O meu futuro estava todo ali
derramado como leite
sobre o qual não adianta chorar,
e eu não tinha a quem culpar
a não ser a mim mesmo.
Por instantes,
eu não quis parar de te abraçar,
mas engoli a lágrima
e te soltei,
talvez tarde demais,
meu grande amor,
minha própria desgraça.

Trajetória



Tinha uma chaga no peito,
uma vaga na vida.
Vagabundo
vagamundo
vagalume
de estrelas.

As manhãs


Dedico as noites
em que você me permite
a esquadrinhar cada
centímetro quadrado
do seu corpo.
Em seguida,
quando já raia o dia,
refaço o percurso
das mãos
com as sobras da memória.
Decupo cada cena
gravada na retina
com minúcias de ourives
que despreza o passar das horas.
E tremo outra vez
como se o mesmo vento
voltasse àquele lugar.
Quieto e distante
opero o milagre do tempo:
retorno ao preciso instante
em que seu corpo
inteiro e concentrado,
espalha pelo quarto
o amor que jamais sentira.
Todas as manhãs
eu retomo o mesmo vício.
A mesma virtude.

Engenharias


Geometrias frias
expostas no seu olhar
paredes de concreto geladas
erguem-se entre nós
mecânicas engrenagens que movem seus carinhos.
Só.

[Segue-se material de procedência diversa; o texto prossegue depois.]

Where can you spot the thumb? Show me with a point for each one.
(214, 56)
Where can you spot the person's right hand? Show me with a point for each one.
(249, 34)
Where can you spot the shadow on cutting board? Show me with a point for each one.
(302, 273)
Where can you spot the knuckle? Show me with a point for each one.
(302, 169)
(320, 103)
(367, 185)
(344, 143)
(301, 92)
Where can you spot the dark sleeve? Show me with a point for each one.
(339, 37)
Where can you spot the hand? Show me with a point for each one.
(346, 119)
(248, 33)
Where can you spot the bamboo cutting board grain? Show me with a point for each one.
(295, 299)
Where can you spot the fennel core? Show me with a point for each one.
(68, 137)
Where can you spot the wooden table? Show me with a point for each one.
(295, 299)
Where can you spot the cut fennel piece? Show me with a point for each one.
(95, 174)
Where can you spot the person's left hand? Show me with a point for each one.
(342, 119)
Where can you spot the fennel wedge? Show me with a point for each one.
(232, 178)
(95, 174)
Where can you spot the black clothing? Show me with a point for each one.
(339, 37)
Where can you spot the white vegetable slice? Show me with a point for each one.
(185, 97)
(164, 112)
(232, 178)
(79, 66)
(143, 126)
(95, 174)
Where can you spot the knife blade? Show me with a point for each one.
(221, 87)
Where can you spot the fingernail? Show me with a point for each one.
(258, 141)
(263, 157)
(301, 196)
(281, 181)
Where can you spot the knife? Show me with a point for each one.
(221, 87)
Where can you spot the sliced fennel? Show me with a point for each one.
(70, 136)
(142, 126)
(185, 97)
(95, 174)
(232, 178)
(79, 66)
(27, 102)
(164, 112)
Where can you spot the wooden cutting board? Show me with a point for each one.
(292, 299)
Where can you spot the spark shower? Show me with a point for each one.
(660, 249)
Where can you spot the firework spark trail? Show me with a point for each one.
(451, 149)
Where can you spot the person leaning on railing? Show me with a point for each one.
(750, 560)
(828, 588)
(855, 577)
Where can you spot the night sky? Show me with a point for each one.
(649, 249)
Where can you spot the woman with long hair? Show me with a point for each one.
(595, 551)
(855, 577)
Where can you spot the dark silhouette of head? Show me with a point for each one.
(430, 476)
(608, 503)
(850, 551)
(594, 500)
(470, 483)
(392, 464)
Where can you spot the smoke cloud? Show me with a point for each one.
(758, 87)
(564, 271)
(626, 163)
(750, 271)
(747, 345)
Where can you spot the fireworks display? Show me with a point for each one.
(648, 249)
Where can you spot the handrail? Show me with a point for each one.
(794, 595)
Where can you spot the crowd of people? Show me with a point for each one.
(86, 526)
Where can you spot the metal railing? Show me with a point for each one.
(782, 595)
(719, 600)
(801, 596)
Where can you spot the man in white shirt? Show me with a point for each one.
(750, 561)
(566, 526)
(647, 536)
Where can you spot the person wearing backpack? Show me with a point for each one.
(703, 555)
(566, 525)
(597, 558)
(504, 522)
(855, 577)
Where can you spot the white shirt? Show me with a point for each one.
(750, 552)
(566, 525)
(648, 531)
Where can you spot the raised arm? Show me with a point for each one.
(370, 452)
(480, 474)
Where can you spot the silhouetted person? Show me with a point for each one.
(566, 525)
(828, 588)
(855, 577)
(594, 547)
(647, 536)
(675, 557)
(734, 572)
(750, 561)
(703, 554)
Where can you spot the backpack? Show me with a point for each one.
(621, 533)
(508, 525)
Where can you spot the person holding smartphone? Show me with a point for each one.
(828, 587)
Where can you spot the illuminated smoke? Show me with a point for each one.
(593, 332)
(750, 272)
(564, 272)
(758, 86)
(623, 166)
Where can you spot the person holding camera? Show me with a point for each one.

Sem calor algum
Frio. cimento frio.
Química da morte,
negra e cinza,
estruturas vazias
fomos nós dois.
Circuitos em curto

Versos sobre


São versos sobre trocas de pele,
sobre trocas de alma,
versos de pânico, primeiro,
e depois da calma
de quem perde o medo
do lado escuro da vida
e é inteiro e sem segredos
como cabeça sem cabelo
ou beijo de língua de olhos fechados.

Eu fiz amizade com a tristeza,
os amores que perdi -
e sobretudo os que tive -
me ensinaram a não sonhar.
A intimidade
me permite chamar a melancolia
de mel
e a felicidade
de fel.

Meu rosto pálido
é invariavelmente sereno
diante de qualquer absurda calamidade
e meu coração, mesmo pequeno,
é tão forte que não chora
por alegria ou saudade.
E meus versos são, enfim,
sobre descobertas, nasceres, encontros
e as vezes todas que me despedi de mim.